This book is about the evolution of the communist movement in the Russian Federation from the last years of the U.S.S.R.’s existence through Russia’s presidential elections of June–July 1996, when the chief contenders were the incumbent president, Boris N. Yeltsin, and his communist challenger, Gennadii A. Ziuganov. Our main protagonist is the Communist Party of the Russian Federation, or CPRF as it is commonly called. But the CPRF was a latecomer to the post-Soviet communist playing field. Its formal establishment came only in February 1993, well after the formation of a number of more doctrinaire communist parties which initially competed with the CPRF and influenced its political profile and conduct in numerous, if not always readily apparent, ways. All of these new Russian CPs emerged from the rubble of what had been the mighty and supposedly monolithic Communist Party of the Soviet Union (CPSU). On the Marxist-Leninist political spectrum, however, the range of the official positions espoused by these post-Soviet neocommunist groups was more comparable to that of the international communist movement as a whole in the post-Stalin era than to the CPSU under Nikita S. Khrushchev and Leonid I. Brezhnev.

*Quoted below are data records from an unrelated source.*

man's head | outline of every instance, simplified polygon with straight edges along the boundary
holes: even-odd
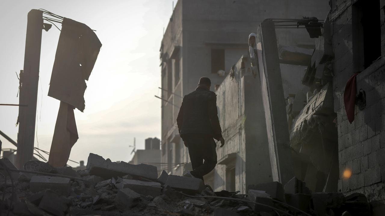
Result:
[[[199,79],[199,83],[198,83],[198,85],[204,86],[209,90],[210,87],[211,86],[211,81],[208,77],[205,76],[201,77],[201,78]]]

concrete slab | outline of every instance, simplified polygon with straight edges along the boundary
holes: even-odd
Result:
[[[306,212],[310,206],[311,197],[308,194],[285,194],[285,199],[288,204]]]
[[[154,197],[160,195],[162,189],[160,183],[129,179],[124,179],[116,185],[119,189],[128,188],[139,194]]]
[[[95,185],[95,188],[99,189],[101,188],[104,187],[105,187],[109,184],[112,184],[112,179],[107,179],[107,180],[105,180],[104,181],[102,181],[98,182],[96,185]]]
[[[217,208],[214,210],[214,216],[239,216],[239,214],[224,208]]]
[[[164,184],[166,183],[166,181],[167,181],[167,178],[168,178],[168,174],[167,174],[167,172],[165,171],[164,170],[162,171],[162,173],[161,173],[161,176],[159,176],[158,178],[158,181],[160,182],[161,184]]]
[[[133,165],[124,161],[113,162],[109,159],[105,160],[101,156],[92,153],[88,156],[87,168],[89,169],[90,175],[100,176],[105,179],[127,174],[153,180],[156,180],[158,178],[156,166],[143,164]]]
[[[63,166],[56,168],[57,172],[62,175],[77,177],[76,171],[70,166]]]
[[[16,167],[13,164],[11,163],[11,161],[9,161],[8,158],[3,158],[0,159],[0,160],[4,163],[7,168],[10,169],[17,169]],[[2,170],[0,172],[5,176],[8,176],[9,175],[5,170]],[[10,172],[11,173],[11,178],[12,178],[12,179],[14,181],[17,180],[17,179],[19,178],[19,176],[20,175],[20,172],[17,171],[11,171]]]
[[[274,23],[265,20],[258,27],[257,44],[262,101],[265,112],[273,181],[285,184],[294,176],[286,104]]]
[[[128,188],[121,189],[116,194],[116,202],[124,208],[131,208],[141,198],[140,194]]]
[[[33,192],[51,189],[65,196],[69,194],[70,187],[70,179],[57,176],[34,176],[29,183],[30,190]]]
[[[263,191],[270,195],[271,198],[281,202],[285,202],[285,190],[281,184],[278,181],[268,182],[258,184],[249,185],[249,190]]]
[[[54,215],[64,216],[69,211],[71,201],[51,190],[45,191],[39,208]]]
[[[190,194],[200,194],[206,187],[202,179],[171,175],[167,178],[165,186],[169,186],[177,191]]]
[[[285,184],[284,188],[285,193],[295,194],[303,193],[311,194],[310,189],[306,186],[306,183],[296,178],[293,177]]]
[[[82,178],[86,180],[84,182],[85,186],[87,187],[90,187],[91,185],[95,186],[98,183],[102,181],[103,178],[100,176],[87,176],[83,177]]]
[[[249,190],[248,193],[249,200],[261,204],[273,206],[273,199],[270,195],[265,191],[258,190]],[[250,204],[250,206],[256,212],[272,211],[271,208],[255,204]]]

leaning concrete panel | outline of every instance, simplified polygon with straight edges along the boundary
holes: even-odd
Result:
[[[274,23],[263,22],[258,31],[263,106],[273,180],[283,184],[294,176],[286,104],[283,96]]]

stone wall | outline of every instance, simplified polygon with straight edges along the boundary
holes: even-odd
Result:
[[[366,93],[366,106],[360,110],[356,106],[354,121],[348,122],[343,102],[345,84],[358,72],[353,66],[355,46],[353,38],[353,4],[357,1],[333,0],[330,14],[333,48],[335,58],[333,78],[334,110],[337,113],[338,159],[340,179],[338,190],[345,194],[358,192],[370,200],[385,200],[385,119],[384,119],[384,70],[385,59],[377,60],[357,77],[357,93],[361,89]],[[373,13],[380,13],[382,53],[384,48],[385,32],[384,5]],[[360,42],[362,43],[362,41]],[[344,178],[345,170],[352,175]]]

The post-Soviet Russian CPs began to take embryonic shape during the last year or so of Mikhail S. Gorbachev’s tenure in power (1985–1991). With the reforms “from above” beginning in 1987–1988, the freedom from fear to publish what one wished (glasnost), and the promise of pluralist politics to come, multiple grassroots pressures developed for yet more far-reaching democratic changes in Russia and some of the other Soviet republics. Similar pressures “from below” developed within the CPSU. But these intra-party tendencies, somewhat muted at first because of the longstanding Leninist ban against any manifestation of factionalism, embraced both conservative anti-reformers and reform-minded groups. Moreover, the diverse political-ideological factions that openly surfaced among CPSU activists in the U.S.S.R.’s twilight years were grounded in long-standing differences of opinion which had been concealed from public view by the Soviet party-state’s enforced code of unanimity. For reasons that have yet to be satisfactorily explained, before Gorbachev’s perestroika most Western Sovietologists dismissed the relevance, indeed often even the existence, of these genuine ideological and policy cleavages within the CPSU elite.
The Soviet elite, for the purpose of our analysis, included the senior CPSU functionaries in the full-time party bureaucracy, or apparat, as well as the far more numerous holders of upper-level positions in the multiple, all-embracing state bureaucracies, those whose job appointments required party certification of their political reliability. As a group they constituted the so-called nomenklatura. The Soviet-era elite may also be said to have included the many establishment intellectuals who populated the academic institutes and party-sponsored think tanks and whose prestige and perquisites set them apart from the rest of the population. From the collapse of the Soviet Union in late 1991 if not earlier, numerous members of these groups rushed to bare to the world the political differences that had in fact divided their ranks for decades.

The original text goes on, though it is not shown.